Niemand made breakfast out of cans in the pantry: grilled tomatoes and pork sausages. There was mustard powder and he made some with water and a little dark fragrant vinegar.
‘Useful around the house then,’ she said when she came from the bathroom, shining clean, hair damp.
They ate.
‘Good this,’ she said. ‘Who says you need fresh food? I could live out of cans.’
They were almost finished when he realised that he hadn’t noticed her eating. His feeling about eating with other people seemed to have left him.
‘There are clothes here,’ she said. ‘But you’ll drown in them, he’s big and overweight. Fat, actually.’
Niemand knew he should do what he had said he would do. Go. He had a chance of finding the Irishman and they could get him out of the country. But his fears had abated. How could they find them here, so far from London? He thought he knew how they’d found him at Jess’s place. The motorbike. The registration. It was obvious. The man chasing him had got the number, they could bribe the owner’s address out of some clerk.
But now these people had nothing to go on. Jess had brought him to a remote farm owned by a sister of a friend and the friend was somewhere far away, Nepal, and the sister was in America.
These people didn’t have supernatural powers. They’d had luck, that was all. Just luck.
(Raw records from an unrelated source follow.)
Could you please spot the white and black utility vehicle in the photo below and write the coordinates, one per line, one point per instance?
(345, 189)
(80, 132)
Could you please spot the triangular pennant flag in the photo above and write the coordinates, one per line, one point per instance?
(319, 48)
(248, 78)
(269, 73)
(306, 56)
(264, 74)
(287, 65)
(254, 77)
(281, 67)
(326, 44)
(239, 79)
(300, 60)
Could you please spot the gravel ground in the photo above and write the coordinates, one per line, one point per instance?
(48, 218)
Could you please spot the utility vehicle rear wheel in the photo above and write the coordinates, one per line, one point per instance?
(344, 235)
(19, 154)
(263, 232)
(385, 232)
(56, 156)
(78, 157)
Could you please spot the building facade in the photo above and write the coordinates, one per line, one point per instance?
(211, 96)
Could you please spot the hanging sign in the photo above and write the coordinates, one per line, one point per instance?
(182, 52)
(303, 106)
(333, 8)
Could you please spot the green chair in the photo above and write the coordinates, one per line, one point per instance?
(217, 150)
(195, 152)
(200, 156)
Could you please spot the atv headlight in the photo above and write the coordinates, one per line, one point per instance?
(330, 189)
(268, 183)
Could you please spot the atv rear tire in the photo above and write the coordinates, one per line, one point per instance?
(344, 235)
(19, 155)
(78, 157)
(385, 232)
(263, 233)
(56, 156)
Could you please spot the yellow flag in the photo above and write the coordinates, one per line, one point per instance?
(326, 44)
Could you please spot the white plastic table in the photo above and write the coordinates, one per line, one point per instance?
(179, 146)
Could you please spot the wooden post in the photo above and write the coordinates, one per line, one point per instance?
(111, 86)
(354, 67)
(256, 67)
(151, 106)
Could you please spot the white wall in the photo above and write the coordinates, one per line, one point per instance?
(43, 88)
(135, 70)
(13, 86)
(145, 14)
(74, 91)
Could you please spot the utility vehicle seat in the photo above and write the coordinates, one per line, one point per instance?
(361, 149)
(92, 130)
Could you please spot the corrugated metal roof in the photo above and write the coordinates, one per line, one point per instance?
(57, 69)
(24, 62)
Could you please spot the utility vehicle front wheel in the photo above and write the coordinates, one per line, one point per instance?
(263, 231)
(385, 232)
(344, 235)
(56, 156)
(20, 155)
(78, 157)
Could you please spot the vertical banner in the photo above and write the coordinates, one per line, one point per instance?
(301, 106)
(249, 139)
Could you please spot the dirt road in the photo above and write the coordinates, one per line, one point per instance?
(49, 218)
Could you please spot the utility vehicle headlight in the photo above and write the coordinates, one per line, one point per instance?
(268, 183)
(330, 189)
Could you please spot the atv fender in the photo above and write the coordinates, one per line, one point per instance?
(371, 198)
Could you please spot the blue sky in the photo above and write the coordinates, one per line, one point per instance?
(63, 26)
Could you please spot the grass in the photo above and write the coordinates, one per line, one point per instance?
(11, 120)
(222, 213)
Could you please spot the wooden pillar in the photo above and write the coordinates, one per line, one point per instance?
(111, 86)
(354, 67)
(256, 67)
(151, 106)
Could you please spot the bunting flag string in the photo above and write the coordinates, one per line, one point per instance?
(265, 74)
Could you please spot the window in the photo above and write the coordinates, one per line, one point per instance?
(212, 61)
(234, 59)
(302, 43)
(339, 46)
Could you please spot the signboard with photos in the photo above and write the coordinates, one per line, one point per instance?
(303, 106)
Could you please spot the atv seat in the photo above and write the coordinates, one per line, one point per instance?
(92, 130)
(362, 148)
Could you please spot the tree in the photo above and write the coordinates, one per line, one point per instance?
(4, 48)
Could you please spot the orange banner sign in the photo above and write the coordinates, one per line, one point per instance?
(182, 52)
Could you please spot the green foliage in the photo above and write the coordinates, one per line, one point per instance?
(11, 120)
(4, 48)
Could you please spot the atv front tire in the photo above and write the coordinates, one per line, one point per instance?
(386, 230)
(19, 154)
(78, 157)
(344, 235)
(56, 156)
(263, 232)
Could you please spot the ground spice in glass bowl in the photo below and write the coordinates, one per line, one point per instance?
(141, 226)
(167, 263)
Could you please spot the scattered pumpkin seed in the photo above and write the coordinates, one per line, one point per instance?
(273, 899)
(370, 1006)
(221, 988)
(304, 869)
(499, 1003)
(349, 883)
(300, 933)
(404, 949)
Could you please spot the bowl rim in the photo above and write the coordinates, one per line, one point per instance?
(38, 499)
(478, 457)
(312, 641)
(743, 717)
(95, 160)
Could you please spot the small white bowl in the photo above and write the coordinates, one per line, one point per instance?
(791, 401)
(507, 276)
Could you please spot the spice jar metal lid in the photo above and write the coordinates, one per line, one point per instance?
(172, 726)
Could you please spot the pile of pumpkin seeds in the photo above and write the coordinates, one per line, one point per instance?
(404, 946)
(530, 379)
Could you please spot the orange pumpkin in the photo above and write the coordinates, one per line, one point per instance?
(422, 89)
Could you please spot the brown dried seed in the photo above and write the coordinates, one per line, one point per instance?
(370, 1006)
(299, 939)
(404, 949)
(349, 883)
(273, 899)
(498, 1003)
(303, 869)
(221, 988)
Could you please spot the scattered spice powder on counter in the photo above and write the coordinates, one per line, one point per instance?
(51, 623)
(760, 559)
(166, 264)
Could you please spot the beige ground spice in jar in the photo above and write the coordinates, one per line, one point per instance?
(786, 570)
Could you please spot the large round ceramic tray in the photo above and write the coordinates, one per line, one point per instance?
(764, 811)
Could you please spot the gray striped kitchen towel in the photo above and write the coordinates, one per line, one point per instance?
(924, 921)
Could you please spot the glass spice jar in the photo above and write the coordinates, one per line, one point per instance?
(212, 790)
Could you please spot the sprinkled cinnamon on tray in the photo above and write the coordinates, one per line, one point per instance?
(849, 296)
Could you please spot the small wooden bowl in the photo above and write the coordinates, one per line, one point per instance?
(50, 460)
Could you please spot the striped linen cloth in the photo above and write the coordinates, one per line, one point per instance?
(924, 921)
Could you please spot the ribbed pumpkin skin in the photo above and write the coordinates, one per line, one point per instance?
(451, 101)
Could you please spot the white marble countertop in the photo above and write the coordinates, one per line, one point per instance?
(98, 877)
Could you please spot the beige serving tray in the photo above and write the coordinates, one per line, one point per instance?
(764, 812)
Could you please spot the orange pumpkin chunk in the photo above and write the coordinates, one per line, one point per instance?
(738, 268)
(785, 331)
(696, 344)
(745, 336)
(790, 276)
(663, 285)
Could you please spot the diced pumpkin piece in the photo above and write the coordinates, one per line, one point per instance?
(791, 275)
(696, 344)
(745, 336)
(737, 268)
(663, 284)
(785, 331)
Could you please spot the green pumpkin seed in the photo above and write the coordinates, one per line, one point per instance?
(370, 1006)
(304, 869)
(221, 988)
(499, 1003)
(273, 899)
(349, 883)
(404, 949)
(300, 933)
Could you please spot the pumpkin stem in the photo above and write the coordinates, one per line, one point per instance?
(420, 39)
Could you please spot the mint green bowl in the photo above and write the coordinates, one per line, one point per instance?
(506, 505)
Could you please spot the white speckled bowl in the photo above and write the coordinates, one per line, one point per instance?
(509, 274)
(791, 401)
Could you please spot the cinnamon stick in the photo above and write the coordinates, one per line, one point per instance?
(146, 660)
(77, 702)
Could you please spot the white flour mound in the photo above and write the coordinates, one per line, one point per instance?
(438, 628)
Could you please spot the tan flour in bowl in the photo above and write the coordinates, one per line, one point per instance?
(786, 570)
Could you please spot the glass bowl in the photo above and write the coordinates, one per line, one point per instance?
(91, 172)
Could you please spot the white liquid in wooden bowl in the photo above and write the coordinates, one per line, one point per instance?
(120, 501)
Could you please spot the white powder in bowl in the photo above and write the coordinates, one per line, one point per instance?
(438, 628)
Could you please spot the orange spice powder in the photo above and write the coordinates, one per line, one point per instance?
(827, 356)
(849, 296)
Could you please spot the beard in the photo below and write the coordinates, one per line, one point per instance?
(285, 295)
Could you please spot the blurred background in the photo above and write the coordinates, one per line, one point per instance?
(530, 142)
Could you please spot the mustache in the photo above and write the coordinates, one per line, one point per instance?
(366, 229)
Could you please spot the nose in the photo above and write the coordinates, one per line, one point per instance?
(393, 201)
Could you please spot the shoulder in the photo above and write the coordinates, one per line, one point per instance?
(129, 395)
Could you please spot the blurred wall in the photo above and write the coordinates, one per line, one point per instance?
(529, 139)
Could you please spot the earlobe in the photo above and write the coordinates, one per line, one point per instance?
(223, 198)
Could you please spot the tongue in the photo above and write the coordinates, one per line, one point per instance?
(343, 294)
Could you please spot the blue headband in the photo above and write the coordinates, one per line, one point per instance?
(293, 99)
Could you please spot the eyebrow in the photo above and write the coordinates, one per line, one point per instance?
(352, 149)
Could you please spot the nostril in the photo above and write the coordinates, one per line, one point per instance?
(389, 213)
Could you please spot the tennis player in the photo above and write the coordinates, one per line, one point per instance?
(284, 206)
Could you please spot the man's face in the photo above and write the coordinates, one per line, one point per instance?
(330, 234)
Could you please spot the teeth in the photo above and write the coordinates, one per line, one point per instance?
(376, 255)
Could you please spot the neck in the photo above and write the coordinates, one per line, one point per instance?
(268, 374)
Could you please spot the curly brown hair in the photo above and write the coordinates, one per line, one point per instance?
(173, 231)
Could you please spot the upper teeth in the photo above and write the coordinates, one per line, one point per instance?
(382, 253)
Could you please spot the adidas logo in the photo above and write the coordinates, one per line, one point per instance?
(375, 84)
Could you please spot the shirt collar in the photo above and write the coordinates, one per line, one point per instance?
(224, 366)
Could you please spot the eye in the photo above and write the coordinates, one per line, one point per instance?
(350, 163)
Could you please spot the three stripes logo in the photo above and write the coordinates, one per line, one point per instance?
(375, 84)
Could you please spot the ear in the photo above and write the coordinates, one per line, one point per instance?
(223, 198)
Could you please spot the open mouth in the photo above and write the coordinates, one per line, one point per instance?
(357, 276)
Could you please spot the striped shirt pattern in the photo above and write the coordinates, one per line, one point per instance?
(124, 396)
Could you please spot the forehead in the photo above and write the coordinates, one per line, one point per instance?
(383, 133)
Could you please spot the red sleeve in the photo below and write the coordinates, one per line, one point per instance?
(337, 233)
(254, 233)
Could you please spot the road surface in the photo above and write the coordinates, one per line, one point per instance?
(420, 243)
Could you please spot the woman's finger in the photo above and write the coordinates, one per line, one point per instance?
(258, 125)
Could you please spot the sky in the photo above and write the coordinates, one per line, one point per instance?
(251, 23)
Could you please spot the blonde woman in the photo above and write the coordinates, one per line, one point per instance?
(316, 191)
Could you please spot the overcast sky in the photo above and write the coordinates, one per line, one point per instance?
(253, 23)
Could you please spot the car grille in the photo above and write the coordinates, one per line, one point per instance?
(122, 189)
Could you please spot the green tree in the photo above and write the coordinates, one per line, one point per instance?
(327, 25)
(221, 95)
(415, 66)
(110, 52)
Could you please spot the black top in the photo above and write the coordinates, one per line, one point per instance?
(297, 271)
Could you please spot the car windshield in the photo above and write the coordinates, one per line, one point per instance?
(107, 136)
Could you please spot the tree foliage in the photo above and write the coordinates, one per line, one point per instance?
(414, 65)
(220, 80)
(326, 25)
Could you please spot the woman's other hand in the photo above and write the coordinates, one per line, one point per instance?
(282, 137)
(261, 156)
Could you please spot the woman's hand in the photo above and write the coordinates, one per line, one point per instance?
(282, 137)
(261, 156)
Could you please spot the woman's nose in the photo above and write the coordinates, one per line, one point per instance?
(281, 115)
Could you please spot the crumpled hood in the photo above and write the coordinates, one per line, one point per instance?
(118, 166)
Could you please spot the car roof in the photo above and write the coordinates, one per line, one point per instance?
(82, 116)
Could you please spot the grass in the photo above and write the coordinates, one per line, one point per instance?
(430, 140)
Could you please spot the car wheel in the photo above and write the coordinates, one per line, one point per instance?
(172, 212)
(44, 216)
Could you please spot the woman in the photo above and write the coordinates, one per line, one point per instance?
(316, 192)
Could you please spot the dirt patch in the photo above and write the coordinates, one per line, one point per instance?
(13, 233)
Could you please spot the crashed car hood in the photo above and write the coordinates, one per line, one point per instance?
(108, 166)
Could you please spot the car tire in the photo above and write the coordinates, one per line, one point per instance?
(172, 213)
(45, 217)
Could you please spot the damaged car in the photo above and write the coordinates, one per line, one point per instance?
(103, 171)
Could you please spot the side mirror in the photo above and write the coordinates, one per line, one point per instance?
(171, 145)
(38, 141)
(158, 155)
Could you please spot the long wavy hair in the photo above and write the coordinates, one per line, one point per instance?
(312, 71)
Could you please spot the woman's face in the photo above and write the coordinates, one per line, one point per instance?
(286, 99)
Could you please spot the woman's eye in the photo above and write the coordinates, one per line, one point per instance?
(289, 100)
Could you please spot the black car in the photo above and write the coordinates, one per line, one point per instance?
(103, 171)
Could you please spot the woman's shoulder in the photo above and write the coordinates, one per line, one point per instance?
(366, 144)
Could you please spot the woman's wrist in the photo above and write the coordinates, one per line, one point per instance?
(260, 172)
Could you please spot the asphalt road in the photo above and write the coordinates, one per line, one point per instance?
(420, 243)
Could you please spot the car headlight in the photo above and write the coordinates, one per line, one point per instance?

They washed up, she said, let me do it, she pushed him with a hip, he pushed back, they bumped and jostled, laughing, at the end she rested her head on his arm for a few seconds. He kissed her hair. She turned her head and he was kissing her lips, faintly salty.
He broke away. Something said, she’ll think that’s all you want.
‘Could we stay for a while?’ he said. As he said the word, he thought, we, who am I to say, we?
Jess nodded. ‘I’ve got nothing urgent.’
He showered and found clothes that hung on him. They went outside, walked down the track around the side of the hill, shoulders touching, hips touching. He found her hand, long fingers.
‘Tell me about your life,’ she said. ‘We’re like people who meet because they crash into each other.’
They walked in the wind, a sky to eternity, torn-tissue clouds. He talked, he told her. He had never told anyone. He couldn’t remember anyone ever asking, but he wouldn’t have told them.
‘When I was a kid, my dad wouldn’t come home for days. An alcoholic. Once my mother was in hospital and he wasn’t there and the welfare took me, put me in this place. The man there tried to make me…do things. He beat me with a belt, I was bleeding. The belt buckle. I remember later I could see the buckle on my legs. Anyway, I ran away, to the railway yards. My pants and my shirt stuck to me, the blood. I was there for weeks, hiding in the old carriages, the black men gave me food, the workers, they had nothing, they owed white people bugger all, they were treated like dirt, but they looked after me. That, I’ve never forgotten that. No. You end up with these pricks, they’d waste any black. Well, this white guard saw me one day, he chased me, he couldn’t catch me, and the police came with a dog and it sniffed me out. They took me home. My dad was sober and my mother came back, so that was okay for a while.’ He stopped. ‘You don’t want to hear this stuff.’
Jess swung their arms, bounced her right temple against his upper arm. ‘Yes. I want to hear it.’